News | November 09, 2009

New Technology From Prescient Medical Featured at Canaccord Adams Cardiovascular Conference

November 9, 2009 — Two products from Prescient Medical, the vProtect Luminal Shield and the vPredict Optical Catheter System, will be featured at the third annual Canaccord Adams Cardiovascular Conference.

The conference will take place on Tuesday, Nov. 10 in San Francisco, and will bring together a select group of med-tech and biotech companies focused on the most important markets in cardiovascular medicine. Prescient Medical is one of only 15 development-stage private companies invited to present to potential investors at the conference.

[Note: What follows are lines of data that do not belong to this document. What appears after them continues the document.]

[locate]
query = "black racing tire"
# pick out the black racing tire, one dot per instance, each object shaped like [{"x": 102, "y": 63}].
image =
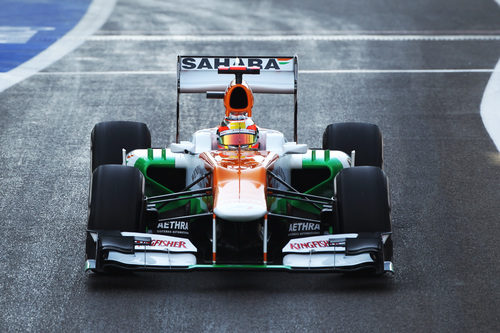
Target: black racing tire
[
  {"x": 363, "y": 203},
  {"x": 364, "y": 138},
  {"x": 116, "y": 201},
  {"x": 109, "y": 138}
]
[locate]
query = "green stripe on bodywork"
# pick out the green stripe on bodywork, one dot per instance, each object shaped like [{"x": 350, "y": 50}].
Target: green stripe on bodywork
[{"x": 155, "y": 188}]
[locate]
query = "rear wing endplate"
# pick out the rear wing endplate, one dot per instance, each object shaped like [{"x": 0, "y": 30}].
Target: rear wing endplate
[{"x": 198, "y": 74}]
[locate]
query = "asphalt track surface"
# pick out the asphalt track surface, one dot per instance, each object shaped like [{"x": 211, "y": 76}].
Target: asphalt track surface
[{"x": 443, "y": 168}]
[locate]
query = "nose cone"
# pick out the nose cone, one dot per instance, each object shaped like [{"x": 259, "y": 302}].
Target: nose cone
[
  {"x": 240, "y": 191},
  {"x": 244, "y": 206}
]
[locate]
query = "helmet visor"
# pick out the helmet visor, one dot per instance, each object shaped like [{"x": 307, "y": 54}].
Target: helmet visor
[{"x": 238, "y": 139}]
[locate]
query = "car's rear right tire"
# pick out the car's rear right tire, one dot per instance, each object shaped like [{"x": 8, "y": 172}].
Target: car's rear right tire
[{"x": 365, "y": 139}]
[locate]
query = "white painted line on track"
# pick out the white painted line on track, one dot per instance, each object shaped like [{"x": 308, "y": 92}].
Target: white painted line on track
[
  {"x": 490, "y": 106},
  {"x": 305, "y": 71},
  {"x": 97, "y": 13},
  {"x": 279, "y": 38}
]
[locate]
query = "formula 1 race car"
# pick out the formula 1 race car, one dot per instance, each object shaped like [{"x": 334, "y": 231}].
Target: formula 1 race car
[{"x": 238, "y": 196}]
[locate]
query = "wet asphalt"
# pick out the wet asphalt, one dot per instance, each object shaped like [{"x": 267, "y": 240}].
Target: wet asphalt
[{"x": 443, "y": 168}]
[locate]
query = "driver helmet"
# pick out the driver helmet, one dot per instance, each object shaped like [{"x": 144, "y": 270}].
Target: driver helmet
[{"x": 237, "y": 130}]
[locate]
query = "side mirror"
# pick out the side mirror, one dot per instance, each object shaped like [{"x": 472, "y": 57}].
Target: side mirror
[
  {"x": 183, "y": 147},
  {"x": 294, "y": 148}
]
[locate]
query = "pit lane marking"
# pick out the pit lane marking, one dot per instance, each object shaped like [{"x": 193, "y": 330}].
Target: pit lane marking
[
  {"x": 277, "y": 38},
  {"x": 304, "y": 71},
  {"x": 490, "y": 106},
  {"x": 97, "y": 13}
]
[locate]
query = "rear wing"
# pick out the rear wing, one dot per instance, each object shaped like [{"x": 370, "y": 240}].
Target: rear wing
[{"x": 198, "y": 74}]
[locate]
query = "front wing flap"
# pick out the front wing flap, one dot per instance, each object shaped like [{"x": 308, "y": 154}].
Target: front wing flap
[{"x": 327, "y": 253}]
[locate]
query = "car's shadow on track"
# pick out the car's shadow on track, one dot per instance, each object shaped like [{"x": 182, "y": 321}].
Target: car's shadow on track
[{"x": 239, "y": 281}]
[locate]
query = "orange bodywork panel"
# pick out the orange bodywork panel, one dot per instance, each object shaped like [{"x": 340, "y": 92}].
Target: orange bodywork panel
[{"x": 239, "y": 183}]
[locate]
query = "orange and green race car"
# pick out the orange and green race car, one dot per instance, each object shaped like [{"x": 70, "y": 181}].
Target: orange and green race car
[{"x": 238, "y": 196}]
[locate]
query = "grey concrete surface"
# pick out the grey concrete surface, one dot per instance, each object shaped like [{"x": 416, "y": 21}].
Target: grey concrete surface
[{"x": 443, "y": 168}]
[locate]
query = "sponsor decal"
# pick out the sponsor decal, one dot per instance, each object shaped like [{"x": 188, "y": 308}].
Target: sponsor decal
[
  {"x": 173, "y": 227},
  {"x": 310, "y": 245},
  {"x": 303, "y": 226},
  {"x": 317, "y": 244},
  {"x": 284, "y": 61},
  {"x": 214, "y": 63},
  {"x": 166, "y": 243}
]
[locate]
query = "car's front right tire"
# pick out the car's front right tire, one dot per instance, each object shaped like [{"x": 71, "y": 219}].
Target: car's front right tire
[{"x": 116, "y": 201}]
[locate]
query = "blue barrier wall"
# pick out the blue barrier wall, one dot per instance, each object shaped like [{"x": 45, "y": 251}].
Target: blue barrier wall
[{"x": 27, "y": 27}]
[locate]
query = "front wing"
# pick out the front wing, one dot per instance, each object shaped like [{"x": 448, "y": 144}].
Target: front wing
[{"x": 327, "y": 253}]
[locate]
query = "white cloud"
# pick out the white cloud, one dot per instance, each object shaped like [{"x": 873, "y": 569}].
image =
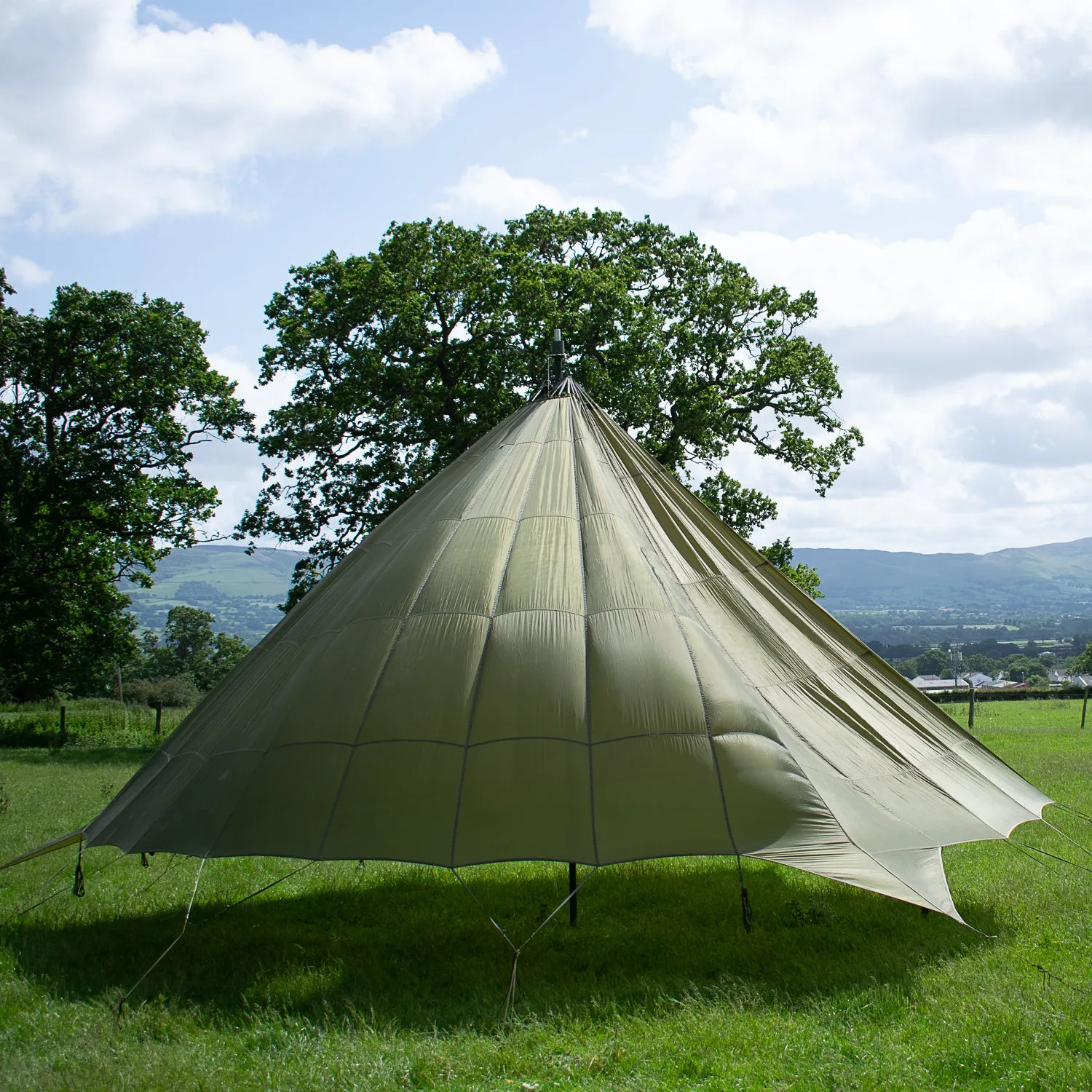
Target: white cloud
[
  {"x": 113, "y": 122},
  {"x": 992, "y": 270},
  {"x": 22, "y": 271},
  {"x": 844, "y": 94},
  {"x": 930, "y": 478},
  {"x": 493, "y": 194}
]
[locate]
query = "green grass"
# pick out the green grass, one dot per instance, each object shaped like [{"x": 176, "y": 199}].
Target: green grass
[
  {"x": 389, "y": 976},
  {"x": 89, "y": 722}
]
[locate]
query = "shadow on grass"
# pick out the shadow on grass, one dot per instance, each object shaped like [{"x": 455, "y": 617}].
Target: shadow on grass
[
  {"x": 78, "y": 756},
  {"x": 410, "y": 948}
]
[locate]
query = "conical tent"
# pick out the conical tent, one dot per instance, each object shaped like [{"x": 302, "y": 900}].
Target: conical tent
[{"x": 553, "y": 651}]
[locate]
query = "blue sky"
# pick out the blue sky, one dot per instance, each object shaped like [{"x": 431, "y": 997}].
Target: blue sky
[{"x": 924, "y": 167}]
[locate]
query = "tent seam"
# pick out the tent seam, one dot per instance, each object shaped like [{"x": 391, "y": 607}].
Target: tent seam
[
  {"x": 487, "y": 480},
  {"x": 485, "y": 648},
  {"x": 587, "y": 646}
]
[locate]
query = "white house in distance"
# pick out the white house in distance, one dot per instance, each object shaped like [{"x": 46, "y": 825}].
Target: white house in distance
[{"x": 978, "y": 679}]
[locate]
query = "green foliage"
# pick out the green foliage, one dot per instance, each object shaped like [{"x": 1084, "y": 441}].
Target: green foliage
[
  {"x": 744, "y": 510},
  {"x": 100, "y": 403},
  {"x": 933, "y": 662},
  {"x": 389, "y": 976},
  {"x": 191, "y": 652},
  {"x": 1024, "y": 668},
  {"x": 404, "y": 357},
  {"x": 780, "y": 555}
]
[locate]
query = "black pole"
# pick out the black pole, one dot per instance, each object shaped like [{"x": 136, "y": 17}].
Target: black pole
[{"x": 556, "y": 369}]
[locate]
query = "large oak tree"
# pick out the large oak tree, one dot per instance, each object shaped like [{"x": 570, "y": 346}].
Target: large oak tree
[
  {"x": 405, "y": 356},
  {"x": 102, "y": 402}
]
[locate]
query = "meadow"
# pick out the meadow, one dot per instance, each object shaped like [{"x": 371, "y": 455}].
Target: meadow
[{"x": 389, "y": 976}]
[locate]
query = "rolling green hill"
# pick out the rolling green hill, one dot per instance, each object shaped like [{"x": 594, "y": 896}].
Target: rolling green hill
[
  {"x": 1052, "y": 578},
  {"x": 242, "y": 591}
]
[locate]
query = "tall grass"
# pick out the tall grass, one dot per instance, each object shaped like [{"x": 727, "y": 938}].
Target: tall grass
[{"x": 89, "y": 722}]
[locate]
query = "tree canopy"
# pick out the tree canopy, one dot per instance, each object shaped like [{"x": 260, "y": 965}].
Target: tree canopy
[
  {"x": 102, "y": 402},
  {"x": 189, "y": 649},
  {"x": 404, "y": 357}
]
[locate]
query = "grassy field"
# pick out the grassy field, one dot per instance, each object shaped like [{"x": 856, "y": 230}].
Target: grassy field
[
  {"x": 388, "y": 976},
  {"x": 89, "y": 722}
]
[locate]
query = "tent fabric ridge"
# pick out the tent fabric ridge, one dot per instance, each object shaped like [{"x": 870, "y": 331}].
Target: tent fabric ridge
[
  {"x": 390, "y": 652},
  {"x": 698, "y": 683},
  {"x": 587, "y": 649},
  {"x": 913, "y": 769},
  {"x": 485, "y": 646}
]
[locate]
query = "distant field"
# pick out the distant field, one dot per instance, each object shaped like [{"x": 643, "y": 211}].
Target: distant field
[{"x": 389, "y": 976}]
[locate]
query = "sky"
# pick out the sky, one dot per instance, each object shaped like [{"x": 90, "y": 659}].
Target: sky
[{"x": 925, "y": 168}]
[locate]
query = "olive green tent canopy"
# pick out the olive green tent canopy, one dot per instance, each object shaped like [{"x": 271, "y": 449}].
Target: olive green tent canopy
[{"x": 553, "y": 651}]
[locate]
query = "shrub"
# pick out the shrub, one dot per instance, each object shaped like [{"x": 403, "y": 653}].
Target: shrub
[{"x": 178, "y": 690}]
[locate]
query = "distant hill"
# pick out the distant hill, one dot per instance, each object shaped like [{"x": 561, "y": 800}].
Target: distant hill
[
  {"x": 240, "y": 591},
  {"x": 1053, "y": 578}
]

The vProtect Luminal Shield is a novel self-expanding coronary stent system that received CE mark certification in August for use in improving coronary artery luminal diameter in patients with symptomatic ischemic heart disease. The Shield also was recently honored with Frost & Sullivan's 2009 North American Product Innovation of the Year Award. Designed specifically to minimize arterial injury and its consequences, the Shield is ideal for treating softer plaques, including plaques in patients who have recently suffered a heart attack and so-called vulnerable plaques.

Vulnerable plaques are prone to rupture, causing a release of cholesterol and cellular debris into the blood stream that often results in a clot that obstructs blood flow to the heart, thus causing a heart attack.
The vPredict Optical Catheter System is being developed for the detection and characterization of vulnerable plaque. The vPredict Optical Catheter System platform is based on Raman spectroscopy, a highly sensitive technology that is used in scores of critical non-clinical applications. The vPredict Optical Catheter System detects the clinically important compounds, including cholesterols, in the vessel wall and plaque.

"We are pleased to have our products featured at the Canaccord Adams Cardiovascular Conference," said Prescient CEO Patricia Scheller. "We believe our products have the potential to revolutionize the practice of interventional cardiology by enabling physicians to better treat and ultimately to prevent heart attacks."